“Hello? … Yeah, this is him. … I have a what? … A blog? Oh, shit, that’s right.”
Hey, you guys! How’s it going? Me? No, I didn’t die; I’ve just been trying desperately to make the minimum monthly payments on my Mt. Everest-sized pile of debt … and since my mad website-building skillz currently pay more than my mad blogging skillz, I’ve been focusing as of late on the former endeavor … which explains why I currently am in Boston attending An Event Apart, a conference for people who build websites.
The best part about attending the conference? My employer is paying for it. The second best part about attending the conference? I got to hit last night’s Red Sox game with my Dad.
The best part about hitting last night’s Red Sox game with my Dad? He paid for it.
Actually, the best part about hitting the Red Sox game with my Dad … was hitting a Red Sox game with my Dad … something that neither of us had any interest in doing when I was a kid. (This is what my social-worker wife would call a “corrective experience.”)
Now, as with any plan involving my Dad, there was a high probability of confusion and chaos … which is why, when he called me from a stranger’s phone 40 minutes prior to game time and left me a voicemail saying that he’d forgotten his own phone at home, I was convinced that the likelihood of him and I finding each other in the mayhem outside of Fenway Park prior to, say, the 7th inning was anorexically slim.
(And for those of you asking: “Why didn’t you just answer your phone when it rang, dumb ass?” Well, firstly: I don’t appreciate being called a dumb ass. Secondly: I rarely answer my phone when I do recognize the caller’s phone number … but when I don’t recognize the caller’s phone number? The caller stands a better chance of contacting me via carrier pigeon.)
And so it was that I hunkered down at my favorite pregame watering hole, ordered up a delicious Fenway Pale Ale …
… and prepared to watch the first six-or-so innings on the flat screen hanging over the bar.

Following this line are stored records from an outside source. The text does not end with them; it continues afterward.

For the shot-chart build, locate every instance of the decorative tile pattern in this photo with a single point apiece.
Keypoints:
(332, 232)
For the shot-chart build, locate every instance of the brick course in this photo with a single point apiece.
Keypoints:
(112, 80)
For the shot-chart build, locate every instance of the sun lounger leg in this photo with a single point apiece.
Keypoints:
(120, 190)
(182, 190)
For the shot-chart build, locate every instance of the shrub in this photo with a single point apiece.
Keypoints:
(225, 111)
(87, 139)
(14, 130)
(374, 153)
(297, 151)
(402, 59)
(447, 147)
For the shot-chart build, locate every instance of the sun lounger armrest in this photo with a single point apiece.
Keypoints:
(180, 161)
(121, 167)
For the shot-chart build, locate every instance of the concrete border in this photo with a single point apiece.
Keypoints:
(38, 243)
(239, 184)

You guys: Life really is full of surprises:
It is with tremendous glee that I tell you the photo above was taken during the bottom of the second inning … and it is with even greater glee that I tell you we arrived at our seats in the bottom of the first inning, just seconds before Big Papi hit a two-run, game-tying blast into the right-field seats.
Add to all of that some spectacular weather and seats that were located a mere eight rows away from the field …
… and what you have is a Hallmark-worthy evening of father-and-son bonding.
Thanks for the corrective experience, Pop!
the muskrat says
Glad you got to get some time away and hit the park with your pop! I did that on my b-day at a Braves game a few years ago. It was awesome.
So I win the prize for Most Apathetic Blogger then. Yay, me!
The event would only have been made more memorable had Van Halen played the National Anthem. 🙂
Oh, so you have at Mt. Everest-sized pile of debt too? Good to know, I’m not the only wage-slave out there.
Glad you got to have that “corrective experience” with your dad. Although to be honest a “corrective experience” sounds more like a painful procedure or rehabilitation via incarceration. But I digress, you had fun and that’s what matters.
Glad you are still alive, I really enjoy your blog.
I totally agree: I don’t answer the phone if I don’t recognize the number. Except these days I do because I’m using my cell-phone in my job search. So I kind of have to.
Also, that beer looks yummy.
Oh the magic of baseball. Only in the last couple of years (I’m 37) did my father and I discover we *could* speak the same language – the language of baseball. We may not have deep, meaningful conversations, but we can spend time together (or text each other) during the games. I have a “relationship” with my father!
Claw – Go Rangers!
I’m glad you’re alive, too, because I just added your site to my “favorite blogs” links and I’d hate for my readers to show up at a funeral.
Good to see you had fun with your dad. I get to see my dad soon, and I can’t wait. I miss the old fart.
Awesome, great stuff. Someday, maybe, God willing, I’ll make it to Boston. Or it won’t happen at all. Who knows.